Carreras acrescenta que, na elaboração da lei, houve preocupação em proteger jogadores que tenham até 12 meses de contrato. Para eles, o valor das multas continuará a ser obrigatoriamente de 100%. “Jogadores com até 12 meses de contrato, em geral, são os de clubes de menor porte, que disputam uma ou duas competições por temporada e ficam boa parte do ano sem competir. Para esses, se houver a rescisão no período, o prejuízo será grande, por isso mantivemos a multa rescisória de 100%.”

Em nota, a União dos Atletas de Futebol das Séries A, B, C e D, grupo que encabeça as manifestações, fez críticas à nova legislação. “O artigo 84 acaba com a natureza salarial das premiações e luvas: menos verbas trabalhistas. O artigo 85, 5.º e 6.º parágrafos, praticamente extingue a cláusula compensatória (multa rescisória) a nosso favor: podemos ser mandados embora sem nada a receber. O artigo 96, VII, 3.º parágrafo, cita que a nossa hora noturna será só a partir das 23h59, enquanto a de qualquer trabalhador é a partir das 22h. Nossa noite é diferente?”
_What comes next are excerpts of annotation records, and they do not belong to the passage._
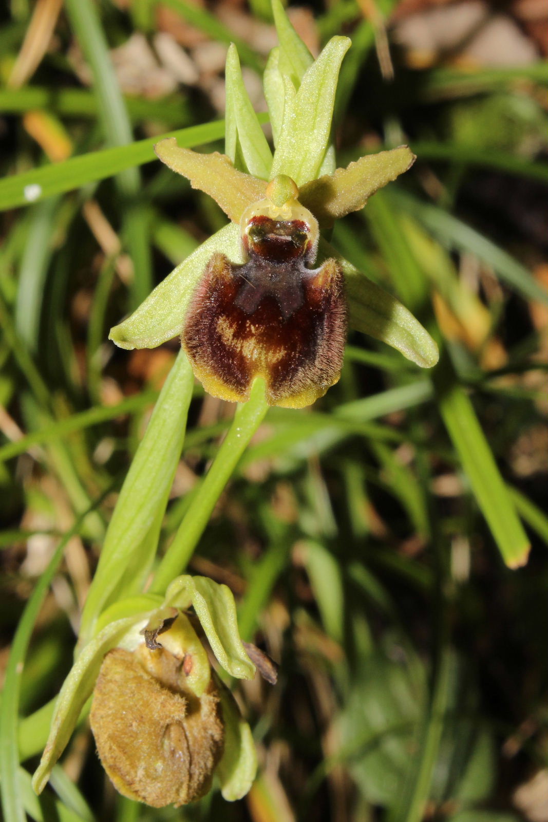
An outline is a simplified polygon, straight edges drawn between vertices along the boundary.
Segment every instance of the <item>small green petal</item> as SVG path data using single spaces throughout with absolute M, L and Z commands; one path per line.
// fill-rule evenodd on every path
M 169 585 L 165 603 L 181 609 L 191 604 L 224 670 L 238 679 L 253 679 L 255 665 L 242 644 L 234 597 L 227 585 L 205 576 L 183 575 Z
M 316 177 L 329 142 L 338 70 L 350 45 L 348 37 L 333 37 L 306 70 L 292 101 L 286 85 L 283 123 L 271 177 L 287 174 L 299 187 Z
M 237 171 L 226 155 L 199 154 L 177 145 L 175 137 L 167 137 L 154 145 L 159 159 L 191 181 L 192 188 L 205 192 L 218 203 L 233 223 L 239 223 L 247 206 L 265 196 L 266 183 L 250 174 Z
M 163 279 L 144 302 L 110 330 L 108 339 L 121 349 L 154 349 L 181 334 L 188 304 L 214 252 L 232 262 L 243 262 L 240 227 L 225 225 Z
M 415 162 L 408 145 L 375 155 L 366 155 L 334 174 L 320 177 L 302 186 L 299 200 L 312 212 L 321 227 L 362 208 L 369 197 Z
M 438 346 L 410 311 L 367 279 L 325 240 L 320 241 L 322 256 L 334 256 L 344 272 L 351 328 L 391 345 L 421 368 L 431 368 L 440 358 Z
M 133 649 L 142 637 L 139 631 L 149 614 L 141 613 L 111 622 L 84 648 L 63 682 L 40 764 L 32 778 L 32 787 L 41 793 L 52 768 L 65 750 L 81 711 L 91 695 L 105 653 L 117 645 Z
M 233 696 L 223 686 L 219 686 L 219 695 L 224 720 L 224 750 L 215 773 L 223 798 L 234 802 L 245 797 L 253 784 L 257 755 L 251 728 L 242 719 Z
M 234 160 L 237 147 L 233 141 L 233 124 L 236 122 L 237 141 L 240 145 L 247 170 L 254 177 L 269 180 L 272 152 L 244 85 L 237 50 L 233 43 L 227 53 L 225 78 L 226 108 L 229 124 L 227 150 L 229 156 L 234 152 L 234 156 L 231 156 L 231 159 Z

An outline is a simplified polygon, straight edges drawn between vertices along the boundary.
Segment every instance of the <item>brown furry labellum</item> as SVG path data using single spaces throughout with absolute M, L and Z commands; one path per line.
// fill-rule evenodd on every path
M 153 807 L 203 797 L 223 755 L 214 678 L 200 697 L 185 679 L 176 657 L 141 645 L 110 651 L 95 686 L 90 723 L 103 766 L 120 793 Z
M 196 376 L 214 396 L 245 401 L 253 380 L 270 405 L 302 408 L 340 376 L 346 336 L 343 273 L 336 260 L 312 269 L 318 223 L 297 186 L 275 178 L 267 199 L 241 221 L 246 261 L 216 252 L 182 334 Z

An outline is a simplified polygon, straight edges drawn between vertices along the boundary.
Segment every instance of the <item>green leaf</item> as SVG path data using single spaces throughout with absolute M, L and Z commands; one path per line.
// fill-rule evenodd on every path
M 227 585 L 205 576 L 178 576 L 166 591 L 165 604 L 181 610 L 192 605 L 219 664 L 231 677 L 253 679 L 255 665 L 242 644 L 234 596 Z
M 234 162 L 237 142 L 250 174 L 269 180 L 272 152 L 244 85 L 240 60 L 233 44 L 227 54 L 225 78 L 226 116 L 230 126 L 227 129 L 227 154 Z
M 288 99 L 286 85 L 272 178 L 287 174 L 300 187 L 317 176 L 329 142 L 338 70 L 350 45 L 348 37 L 332 38 L 306 70 L 292 101 Z
M 346 169 L 307 182 L 300 190 L 299 200 L 320 226 L 330 226 L 339 217 L 362 208 L 379 188 L 408 171 L 415 159 L 408 145 L 366 155 Z
M 168 137 L 154 145 L 156 156 L 177 174 L 191 181 L 192 188 L 209 194 L 227 216 L 239 223 L 244 210 L 266 196 L 266 183 L 237 171 L 226 155 L 200 154 L 183 149 Z
M 279 71 L 289 76 L 297 90 L 314 58 L 295 31 L 280 0 L 272 0 L 272 12 L 279 41 Z
M 143 613 L 111 622 L 83 649 L 63 682 L 55 706 L 48 743 L 32 778 L 36 793 L 41 793 L 45 787 L 52 768 L 71 738 L 80 712 L 91 695 L 105 653 L 121 643 L 132 649 L 142 641 L 140 630 L 148 617 L 148 613 Z
M 529 540 L 518 518 L 470 398 L 447 355 L 434 372 L 440 413 L 502 557 L 509 568 L 527 563 Z
M 182 351 L 163 384 L 120 492 L 82 613 L 80 642 L 104 607 L 137 593 L 149 572 L 179 461 L 194 378 Z
M 435 365 L 438 347 L 411 312 L 367 279 L 325 240 L 320 241 L 320 248 L 324 257 L 334 256 L 343 266 L 351 328 L 391 345 L 421 368 Z
M 127 320 L 111 329 L 108 339 L 121 349 L 154 349 L 178 336 L 198 280 L 214 252 L 231 262 L 243 262 L 240 228 L 225 225 L 168 275 Z
M 215 774 L 223 798 L 234 802 L 245 797 L 257 771 L 257 755 L 251 731 L 242 719 L 234 697 L 220 685 L 219 694 L 224 720 L 224 750 Z
M 210 39 L 227 44 L 233 43 L 242 55 L 243 62 L 251 66 L 256 72 L 262 71 L 262 58 L 249 47 L 245 40 L 237 37 L 232 29 L 223 25 L 214 13 L 208 12 L 205 8 L 201 8 L 194 2 L 188 2 L 187 0 L 162 0 L 162 5 L 177 12 L 191 25 L 196 26 L 196 29 L 200 29 L 200 31 L 208 35 Z

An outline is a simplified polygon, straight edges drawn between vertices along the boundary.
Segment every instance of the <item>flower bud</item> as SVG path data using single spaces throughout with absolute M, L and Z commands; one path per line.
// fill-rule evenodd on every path
M 188 686 L 191 663 L 145 644 L 116 648 L 103 661 L 91 729 L 104 769 L 130 799 L 178 806 L 211 787 L 224 723 L 214 678 L 200 696 Z

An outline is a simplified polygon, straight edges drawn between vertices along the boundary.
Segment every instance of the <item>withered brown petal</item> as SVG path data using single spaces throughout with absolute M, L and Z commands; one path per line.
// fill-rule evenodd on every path
M 399 174 L 408 171 L 416 157 L 408 145 L 366 155 L 346 169 L 337 169 L 302 186 L 299 201 L 309 209 L 320 228 L 362 208 L 369 197 Z
M 159 159 L 191 181 L 192 188 L 205 192 L 220 206 L 233 223 L 239 223 L 247 206 L 263 200 L 266 182 L 237 171 L 230 158 L 214 151 L 200 154 L 177 145 L 175 137 L 167 137 L 154 145 Z
M 268 653 L 261 651 L 252 642 L 244 642 L 243 647 L 247 651 L 247 656 L 256 667 L 257 671 L 267 682 L 275 685 L 278 681 L 278 665 Z
M 184 690 L 180 663 L 145 645 L 106 655 L 90 723 L 114 787 L 153 807 L 185 805 L 211 786 L 224 728 L 213 679 L 200 698 Z
M 243 402 L 261 376 L 270 405 L 303 408 L 338 381 L 346 335 L 342 270 L 334 260 L 315 272 L 301 265 L 288 267 L 276 291 L 268 265 L 260 279 L 254 270 L 251 283 L 246 266 L 213 255 L 181 338 L 210 394 Z M 257 298 L 248 299 L 256 289 Z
A nota divulgada pelo grupo, compartilhada pelos jogadores, também diz que não houve consulta à categoria. Por isso, os atletas têm tapado a boca antes das partidas. Por ora, apenas os atletas do futebol têm se manifestado. “O artigo 164, parágrafo 2.º, possibilita o aumento da verba paga como direito de imagem. Menos verbas trabalhistas. E tudo isso sem sermos ouvidos?” Os atletas apoiaram contrapartidas apresentadas ao projeto pelo senador Romário, ex-atacante da seleção.

Carreras, porém, não reconhece a União dos Atletas de Futebol das Séries A, B, C e D como interlocutora legítima dos jogadores. Para ele, a classe está fragmentada e não possui uma entidade que a represente formalmente. “Passamos vários meses ouvindo entidades de todos os esportes, inclusive do futebol. Conversamos com a Fenapaf (Sindicato dos Atletas Profissionais de Futebol do Brasil), com o presidente da FAAP (Federação das Associações de Atletas Profissionais), Wilson Piazza, falamos com o deputado Danrlei de Deus Hinterholz, ex-goleiro do Grêmio… Mas, em termos de representatividade, não há hoje nenhuma entidade que fale pelos jogadores. Quem é o representante que integra os jogadores hoje? Não há. O grupo que comandou a última manifestação não tem nem CNPJ”, disse. “Estou aberto a conversar, desde que a entidade seja verdadeiramente representativa da classe dos atletas.”

Na opinião do deputado, o cenário serviu para retratar a falta de organização da classe dos jogadores de futebol. “Esse debate levantado com a nova legislação já é importante. Os jogadores precisam se organizar, ter representatividade e se sentir representados. É uma classe fragilizada. Nessas manifestações se viu isso. Foi um ‘copia e cola’ de informações distorcidas, que atendiam a outros interesses”, diz. A Liga ainda não andou.

DIREITO DE IMAGEM

O advogado do Sindicato dos Atletas do Rio Grande do Sul, Décio Neuhaus, considera que a nova legislação, se aprovada, trará, sim, perdas de direitos aos jogadores. Ele engrosso esse coro. Destacou que, nos casos de rescisão, o clube paga a multa por meio de duas cláusulas: indenizatória e compensatória.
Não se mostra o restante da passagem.